[GSoC-PortA] Some feedback...

Ross Bennett rossbennett34 at gmail.com
Fri Oct 4 22:54:50 CEST 2013


I think I have a good first step in combining objective measures for all
portfolios in an opt.list object. My apologies in advance for the long
email, but I wanted to put this out there as this could be a pretty unique
feature in PortfolioAnalytics.

Here is an outline of what I am doing.

Step 1: Get the objectives from the portfolio$objectives slot from each
optimize.portfolio object in the opt.list object and combine into a single
list of objectives. I am careful with how I construct the list so that
risk_budget objectives are added last.

Step 2: Detect and remove duplicates by objective name and type. The last
objective is the one that is kept. This is the comprehensive objectives
list of all objectives from each optimize.portfolio object in opt.list.

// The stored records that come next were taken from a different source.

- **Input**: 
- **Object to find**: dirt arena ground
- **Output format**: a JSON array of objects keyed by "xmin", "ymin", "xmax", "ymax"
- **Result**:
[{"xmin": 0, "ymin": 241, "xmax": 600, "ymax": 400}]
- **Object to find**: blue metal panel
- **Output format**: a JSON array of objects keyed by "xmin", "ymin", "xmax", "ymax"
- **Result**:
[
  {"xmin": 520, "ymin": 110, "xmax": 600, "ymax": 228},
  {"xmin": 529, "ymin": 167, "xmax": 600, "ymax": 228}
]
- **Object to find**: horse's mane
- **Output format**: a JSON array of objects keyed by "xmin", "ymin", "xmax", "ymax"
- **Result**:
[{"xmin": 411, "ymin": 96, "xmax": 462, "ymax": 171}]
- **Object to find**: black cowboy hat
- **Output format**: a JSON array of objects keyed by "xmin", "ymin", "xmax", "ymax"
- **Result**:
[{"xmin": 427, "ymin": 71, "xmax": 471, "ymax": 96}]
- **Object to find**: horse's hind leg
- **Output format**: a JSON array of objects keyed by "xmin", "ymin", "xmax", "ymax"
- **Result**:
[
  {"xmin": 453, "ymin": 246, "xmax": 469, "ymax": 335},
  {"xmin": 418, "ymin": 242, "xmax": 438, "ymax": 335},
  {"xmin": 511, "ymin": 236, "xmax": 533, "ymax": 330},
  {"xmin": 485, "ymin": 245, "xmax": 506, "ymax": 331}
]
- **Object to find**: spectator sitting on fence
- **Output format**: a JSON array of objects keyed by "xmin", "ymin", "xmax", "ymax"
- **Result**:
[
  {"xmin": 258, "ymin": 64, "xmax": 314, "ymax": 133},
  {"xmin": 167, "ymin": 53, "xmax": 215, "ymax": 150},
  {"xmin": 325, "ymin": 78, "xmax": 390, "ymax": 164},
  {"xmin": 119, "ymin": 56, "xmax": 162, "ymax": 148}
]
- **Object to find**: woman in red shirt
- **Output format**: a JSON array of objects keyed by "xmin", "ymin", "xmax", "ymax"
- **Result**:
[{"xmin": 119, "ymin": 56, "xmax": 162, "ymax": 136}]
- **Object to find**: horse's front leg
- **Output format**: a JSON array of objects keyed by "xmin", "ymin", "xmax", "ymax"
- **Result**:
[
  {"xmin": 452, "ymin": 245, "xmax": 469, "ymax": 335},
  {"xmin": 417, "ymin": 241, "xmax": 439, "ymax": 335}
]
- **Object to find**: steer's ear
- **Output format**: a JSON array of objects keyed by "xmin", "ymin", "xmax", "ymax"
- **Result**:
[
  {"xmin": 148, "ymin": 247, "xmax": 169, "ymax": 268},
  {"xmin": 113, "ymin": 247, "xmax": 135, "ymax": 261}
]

Step 3: Insert the comprehensive objectives list into the
portfolio$objectives slot in each optimize.portfolio object in the opt.list
object. Then call constrained_objective given the returns, weights, and
portfolio of each optimize.portfolio object. This allows the use of
different returns, assets, and constraints, but calculates the same
objectives.

The drawbacks of this approach is that the objective_measures are
recalculated and handling multiple arguments with different values is
tricky.

For example, say we combine two optimize.portfolio objects and both have ES
as the only objective. The first object uses arguments=list(p=0.95,
clean="boudt") and the second object uses arguments=list(p=0.90,
clean="none") for the ES objective. The steps described above will use
p=0.90 and clean="none" to calculate the objective_measure.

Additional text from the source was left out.